Спокойно выслушав гневную тираду, Людмила, не повышая голоса, произнесла: – В Новороссийск ты уже не успел. Сегодня утром последний корабль вышел из порта. То, что осталось от Добровольческой армии, кажется, Зюнгарский полк и остатки донцов эвакуированы в Крым, к Врангелю, но мы их и там достанем. Пойми…, белое движение – как единая боевая единица перестало существовать. Донские, кубанские и терские казаки приняли условия капитуляции. Давай, Лавр, вместе строить новую, свободную жизнь. Твоё будущее здесь, в России. Нет Российской империи, – в голосе проскакивали незнакомые Лавру интонации – Но есть Россия, которую надо поднимать с колен и выводить из разрухи, и вот ещё… – её голос вдруг смягчился, а глаза предательски заблестели. Она раскрыла папку и достала небольшую фотографию: – Это твой сын.

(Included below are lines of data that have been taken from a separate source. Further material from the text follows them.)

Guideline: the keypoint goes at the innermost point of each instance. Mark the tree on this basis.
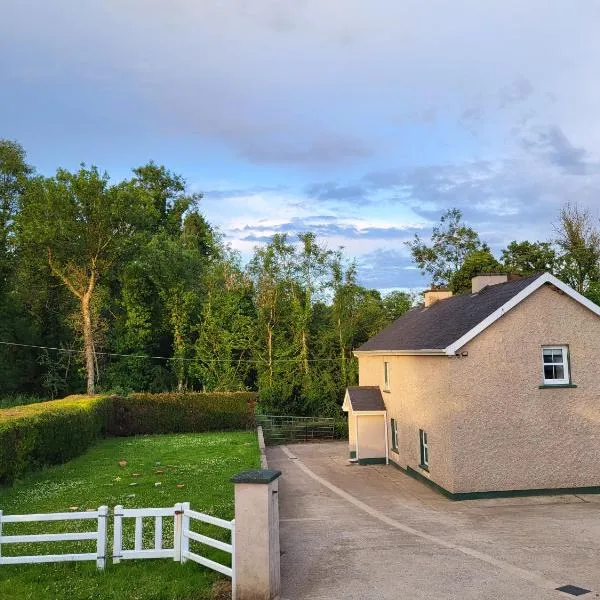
(396, 303)
(91, 226)
(527, 258)
(451, 242)
(476, 262)
(578, 238)
(226, 333)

Ему показалась, что он ослышался: – Сын??? Господи, почему ты молчала?
– Я не молчала, а сказала тебе при первой же встрече, – она улыбнулась и сразу же превратилась в прежнюю Людмилу из прошлого. – Теперь как дворянин, офицер и просто порядочный человек вы обязаны на мне жениться!
Лавр долго молчал, осмысливая услышанное: – Как его зовут?